Sul risiko Popolari c'è il rischio aumenti

Salgono i timori per una nuova stretta della Bce e per Treviso e Vicenza c'è il nodo dei ricorsi. Il Banco, dopo Bpm, chiama Ubi

Problemi di poltrone e gelosie di campanili a parte, ci sono altri due macigni sul cammino di integrazione tra le banche popolari innescato dalla riforma Renzi con la trasformazione in società per azioni: il rischio (crescente) che la Bce chieda nuovi aumenti di capitale ai prossimi stress test e le cause collettive in preparazione tra i soci.

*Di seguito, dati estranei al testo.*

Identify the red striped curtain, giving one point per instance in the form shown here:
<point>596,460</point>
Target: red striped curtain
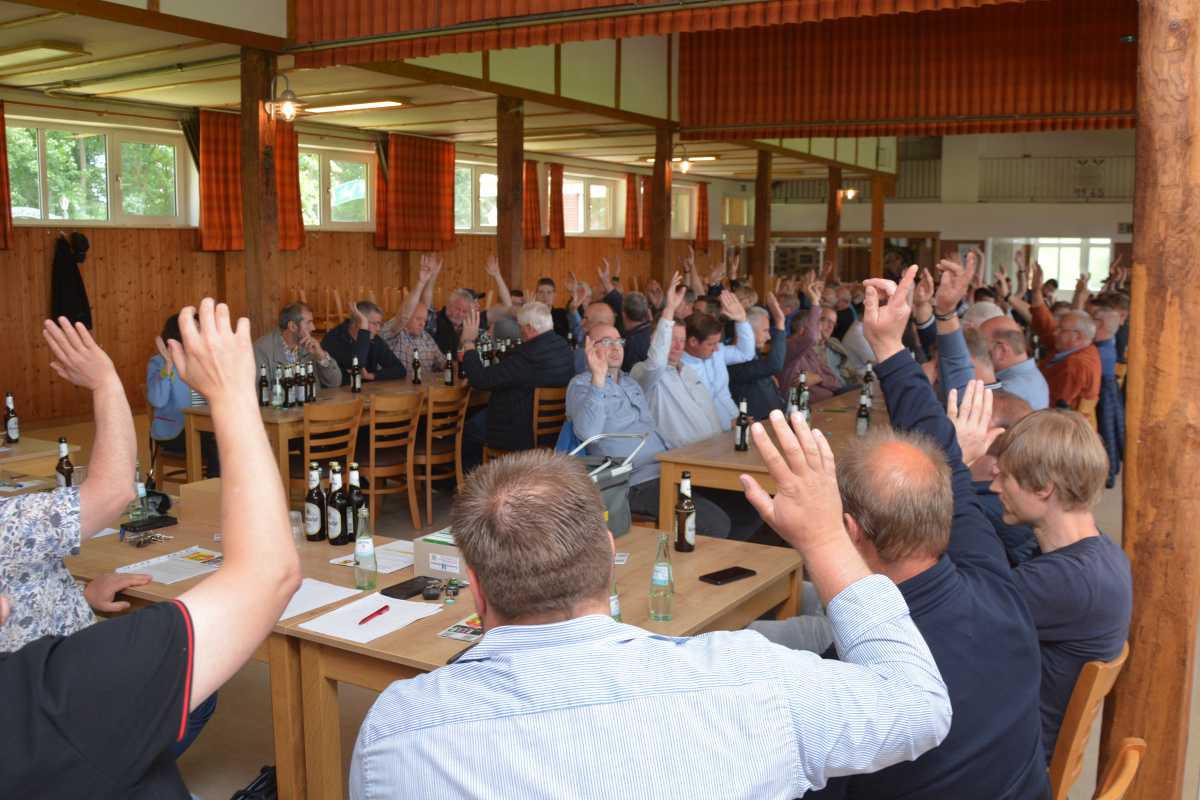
<point>702,218</point>
<point>531,216</point>
<point>287,185</point>
<point>631,217</point>
<point>321,20</point>
<point>5,192</point>
<point>1036,66</point>
<point>647,199</point>
<point>415,210</point>
<point>557,236</point>
<point>221,181</point>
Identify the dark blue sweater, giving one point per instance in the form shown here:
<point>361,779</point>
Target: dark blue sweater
<point>981,633</point>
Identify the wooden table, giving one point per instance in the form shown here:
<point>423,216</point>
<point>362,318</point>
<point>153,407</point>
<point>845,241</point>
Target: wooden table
<point>281,651</point>
<point>699,607</point>
<point>715,464</point>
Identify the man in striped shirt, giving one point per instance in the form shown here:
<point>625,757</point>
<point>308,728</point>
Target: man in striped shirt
<point>559,701</point>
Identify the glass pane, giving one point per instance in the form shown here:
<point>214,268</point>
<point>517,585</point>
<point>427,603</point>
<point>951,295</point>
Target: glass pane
<point>462,198</point>
<point>487,211</point>
<point>599,206</point>
<point>348,191</point>
<point>573,206</point>
<point>148,179</point>
<point>24,178</point>
<point>310,187</point>
<point>77,173</point>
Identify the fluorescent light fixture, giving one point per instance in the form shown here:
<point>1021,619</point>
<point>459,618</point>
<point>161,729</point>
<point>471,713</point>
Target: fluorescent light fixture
<point>366,106</point>
<point>40,52</point>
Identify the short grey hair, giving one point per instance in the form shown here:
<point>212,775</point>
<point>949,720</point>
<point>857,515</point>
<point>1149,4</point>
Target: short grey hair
<point>537,316</point>
<point>532,527</point>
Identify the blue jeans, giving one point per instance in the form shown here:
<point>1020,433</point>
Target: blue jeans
<point>196,722</point>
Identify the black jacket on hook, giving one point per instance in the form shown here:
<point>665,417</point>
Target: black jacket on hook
<point>69,296</point>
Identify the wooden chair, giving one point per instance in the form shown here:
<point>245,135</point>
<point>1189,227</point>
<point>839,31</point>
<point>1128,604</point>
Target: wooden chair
<point>439,451</point>
<point>330,431</point>
<point>1123,769</point>
<point>391,423</point>
<point>1093,684</point>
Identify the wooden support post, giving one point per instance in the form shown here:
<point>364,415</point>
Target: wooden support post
<point>833,220</point>
<point>1151,699</point>
<point>262,263</point>
<point>760,254</point>
<point>879,192</point>
<point>660,206</point>
<point>510,178</point>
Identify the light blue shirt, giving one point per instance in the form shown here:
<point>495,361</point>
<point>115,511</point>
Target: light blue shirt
<point>714,371</point>
<point>591,708</point>
<point>621,407</point>
<point>1025,380</point>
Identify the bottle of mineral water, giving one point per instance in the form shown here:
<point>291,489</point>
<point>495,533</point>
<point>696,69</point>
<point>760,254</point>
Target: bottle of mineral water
<point>366,569</point>
<point>661,583</point>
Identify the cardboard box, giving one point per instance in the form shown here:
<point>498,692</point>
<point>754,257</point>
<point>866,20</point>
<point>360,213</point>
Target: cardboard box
<point>199,504</point>
<point>436,555</point>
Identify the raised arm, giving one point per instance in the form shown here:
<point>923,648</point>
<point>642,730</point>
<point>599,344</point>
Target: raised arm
<point>235,607</point>
<point>109,485</point>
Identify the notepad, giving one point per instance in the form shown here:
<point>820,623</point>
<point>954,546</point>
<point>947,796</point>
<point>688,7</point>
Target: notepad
<point>390,558</point>
<point>312,595</point>
<point>343,623</point>
<point>183,565</point>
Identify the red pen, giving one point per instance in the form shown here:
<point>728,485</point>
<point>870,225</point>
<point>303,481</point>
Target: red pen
<point>373,614</point>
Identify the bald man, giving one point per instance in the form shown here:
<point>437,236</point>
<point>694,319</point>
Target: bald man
<point>913,515</point>
<point>1014,367</point>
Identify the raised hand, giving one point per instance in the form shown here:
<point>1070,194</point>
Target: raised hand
<point>807,507</point>
<point>77,358</point>
<point>883,325</point>
<point>214,359</point>
<point>972,420</point>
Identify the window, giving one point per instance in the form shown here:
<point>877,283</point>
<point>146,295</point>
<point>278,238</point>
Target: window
<point>336,188</point>
<point>1063,258</point>
<point>102,176</point>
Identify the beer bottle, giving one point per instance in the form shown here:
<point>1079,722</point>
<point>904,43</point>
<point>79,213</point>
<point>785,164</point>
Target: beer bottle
<point>315,506</point>
<point>336,507</point>
<point>661,583</point>
<point>355,495</point>
<point>264,386</point>
<point>742,429</point>
<point>65,469</point>
<point>11,421</point>
<point>685,517</point>
<point>366,567</point>
<point>863,420</point>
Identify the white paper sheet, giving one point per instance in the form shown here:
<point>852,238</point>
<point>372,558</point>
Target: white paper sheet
<point>343,623</point>
<point>181,565</point>
<point>313,594</point>
<point>390,558</point>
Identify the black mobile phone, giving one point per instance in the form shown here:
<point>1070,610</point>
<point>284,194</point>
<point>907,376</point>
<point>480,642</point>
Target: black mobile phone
<point>409,588</point>
<point>727,575</point>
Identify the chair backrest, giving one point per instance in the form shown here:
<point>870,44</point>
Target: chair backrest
<point>1093,684</point>
<point>549,414</point>
<point>1123,769</point>
<point>394,420</point>
<point>445,410</point>
<point>330,431</point>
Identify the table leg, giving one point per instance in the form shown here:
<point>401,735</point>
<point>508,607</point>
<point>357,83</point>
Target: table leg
<point>192,437</point>
<point>287,701</point>
<point>322,723</point>
<point>669,486</point>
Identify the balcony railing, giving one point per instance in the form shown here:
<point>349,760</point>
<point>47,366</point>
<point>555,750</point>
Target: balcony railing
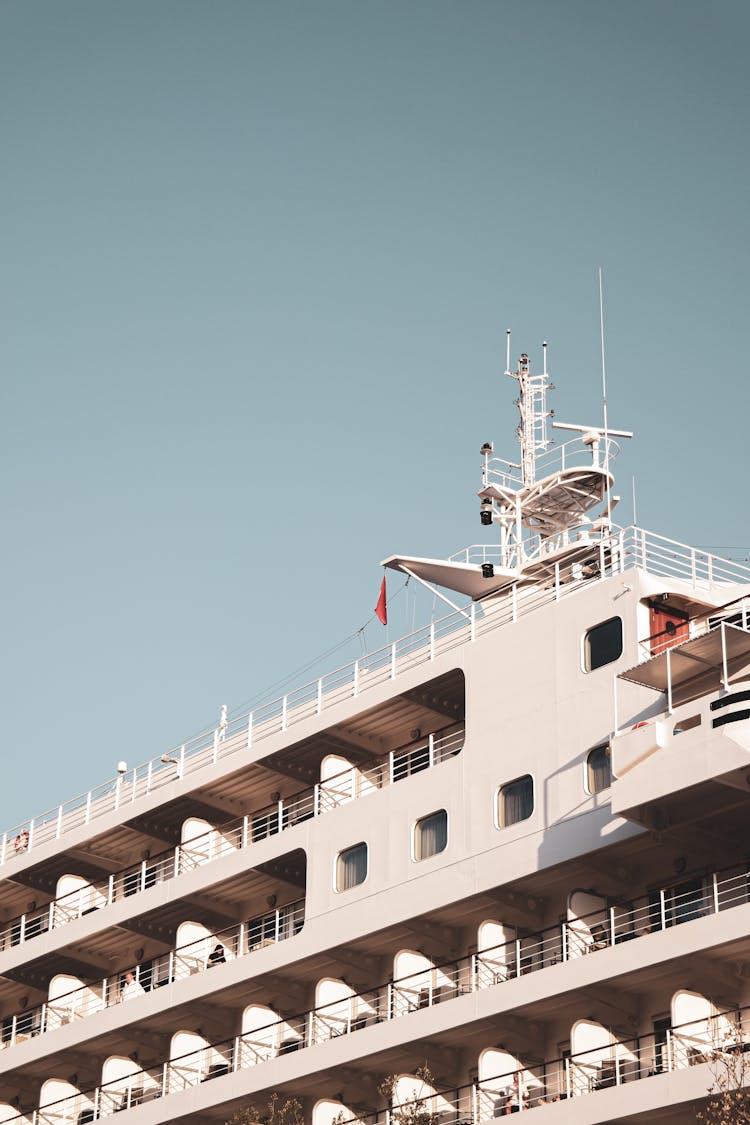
<point>314,801</point>
<point>671,906</point>
<point>186,961</point>
<point>630,547</point>
<point>531,1085</point>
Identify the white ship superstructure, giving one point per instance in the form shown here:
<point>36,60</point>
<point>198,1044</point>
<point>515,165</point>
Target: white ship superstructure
<point>511,845</point>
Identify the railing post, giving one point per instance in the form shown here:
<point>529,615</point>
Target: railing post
<point>724,668</point>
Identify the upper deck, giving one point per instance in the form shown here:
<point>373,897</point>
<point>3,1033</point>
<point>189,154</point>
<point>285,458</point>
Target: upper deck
<point>713,579</point>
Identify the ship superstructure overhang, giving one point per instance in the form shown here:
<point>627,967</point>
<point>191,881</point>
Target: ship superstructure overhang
<point>509,845</point>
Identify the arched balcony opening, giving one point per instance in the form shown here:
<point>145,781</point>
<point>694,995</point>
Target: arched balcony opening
<point>418,982</point>
<point>74,897</point>
<point>124,1086</point>
<point>587,923</point>
<point>68,998</point>
<point>334,1008</point>
<point>701,1028</point>
<point>193,945</point>
<point>506,1085</point>
<point>201,842</point>
<point>62,1104</point>
<point>496,952</point>
<point>326,1112</point>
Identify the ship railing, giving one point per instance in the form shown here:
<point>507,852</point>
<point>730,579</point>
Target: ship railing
<point>571,455</point>
<point>629,547</point>
<point>615,1062</point>
<point>324,797</point>
<point>734,614</point>
<point>670,906</point>
<point>184,961</point>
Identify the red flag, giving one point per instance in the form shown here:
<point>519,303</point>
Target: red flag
<point>381,609</point>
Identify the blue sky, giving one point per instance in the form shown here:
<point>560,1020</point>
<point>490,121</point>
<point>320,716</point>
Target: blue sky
<point>258,262</point>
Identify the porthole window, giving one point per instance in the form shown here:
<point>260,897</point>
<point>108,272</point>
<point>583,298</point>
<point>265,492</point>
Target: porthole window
<point>598,768</point>
<point>603,644</point>
<point>515,801</point>
<point>351,866</point>
<point>431,835</point>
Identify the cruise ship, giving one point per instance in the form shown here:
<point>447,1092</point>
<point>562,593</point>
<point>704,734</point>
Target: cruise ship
<point>502,863</point>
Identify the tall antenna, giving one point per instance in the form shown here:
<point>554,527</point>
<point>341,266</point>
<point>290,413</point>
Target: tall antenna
<point>604,396</point>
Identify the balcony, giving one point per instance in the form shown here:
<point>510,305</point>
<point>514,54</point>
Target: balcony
<point>314,801</point>
<point>631,547</point>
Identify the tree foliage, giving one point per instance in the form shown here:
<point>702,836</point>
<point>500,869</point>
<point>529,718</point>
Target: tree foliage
<point>729,1098</point>
<point>277,1112</point>
<point>418,1108</point>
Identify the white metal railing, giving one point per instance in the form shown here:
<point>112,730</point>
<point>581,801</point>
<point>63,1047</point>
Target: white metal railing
<point>630,547</point>
<point>314,801</point>
<point>571,455</point>
<point>671,906</point>
<point>533,1083</point>
<point>196,956</point>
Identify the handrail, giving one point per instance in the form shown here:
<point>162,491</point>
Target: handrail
<point>183,961</point>
<point>622,548</point>
<point>526,1087</point>
<point>441,981</point>
<point>236,835</point>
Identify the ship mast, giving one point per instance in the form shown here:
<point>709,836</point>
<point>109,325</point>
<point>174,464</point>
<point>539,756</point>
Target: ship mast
<point>532,407</point>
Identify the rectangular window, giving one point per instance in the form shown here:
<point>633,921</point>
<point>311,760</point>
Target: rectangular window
<point>351,866</point>
<point>598,768</point>
<point>603,644</point>
<point>515,801</point>
<point>431,835</point>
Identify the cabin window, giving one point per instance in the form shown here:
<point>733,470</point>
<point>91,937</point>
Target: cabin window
<point>603,644</point>
<point>515,801</point>
<point>431,835</point>
<point>598,768</point>
<point>351,866</point>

In questo caso il culmine dei dissapori sono a Veneto Banca e a Popolare Vicenza, dove alcuni studi legali stanno già raccogliendo adesioni per andare in tribunale: sia l'istituto presieduto da Gianni Zonin sia quello guidato da Vincenzo Consoli hanno da poco tagliato di un quarto il prezzo delle proprie azioni per allinearlo ai numeri del bilancio. Un bel dispiacere per gli azionisti che erano in coda per cedere titoli comunque poco «liquidi» visto che né la coop di Treviso, né quella di Vicenza sono quotate in Piazza Affari. E, pur in un contesto differente, qualche «riflessione» la stanno facendo anche le altre banche, perché sebbene la direttiva di Bankitalia anteponga la tenuta patrimoniale al diritto di recesso dei soci al momento della trasformazione in spa, dall'altro assegna ai singoli cda l'onore (e l'onere) di decidere dove porre l'asticella.

Il patrimonio rimane inoltre l'«osservato» speciale dei tecnici della Bce e del Financial stability board, da cui - come ha detto al Giornale il vicepresidente dell'Abi e direttore generale di Unicredit, Roberto Nicastro - potrebbe arrivare una stretta.

Insomma tra le popolari è tutto fermo, come ha lasciato intendere lo stesso ad di Bpm, Giuseppe Castagna, ribadendo che il consolidamento è ancora alle prime mosse. A complicare il rebus ci sono infatti i problemi di governance e di dove posizionare la sede dei nuovi poli del credito. Tanto che sebbene l'ad del Banco Popolare, Pier Francesco Saviotti, abbia detto più volte di «sognare» un matrimonio con Bipiemme, sono già iniziati i contatti anche con Ubi Banca di Victor Massiah. La popolare lombarda, che per prima ha avviato l'iter per la trasformazione in spa, continua però a essere vista in alcuni Palazzi romani come un perfetto cavaliere bianco per garantire l'«italianità» di Mps.

La terza via per il Banco sarebbe l'operazione di territorio, sponsorizzata dalla Lega, con Veneto Banca. La stessa, con cui aveva avuto un abboccamento anche Bper. Idealmente una sposa perfetta anche per Bpm ma tutto è bloccato, ancora una volta, da problemi di governance (perchè l'ad Alessandro Vandelli non è disponibile a farsi acquisire e quindi diventare la spalla di Castagna) e di sede, perché la piazza di Milano non si può lasciare. Vedremo se muoverà prima il Santander.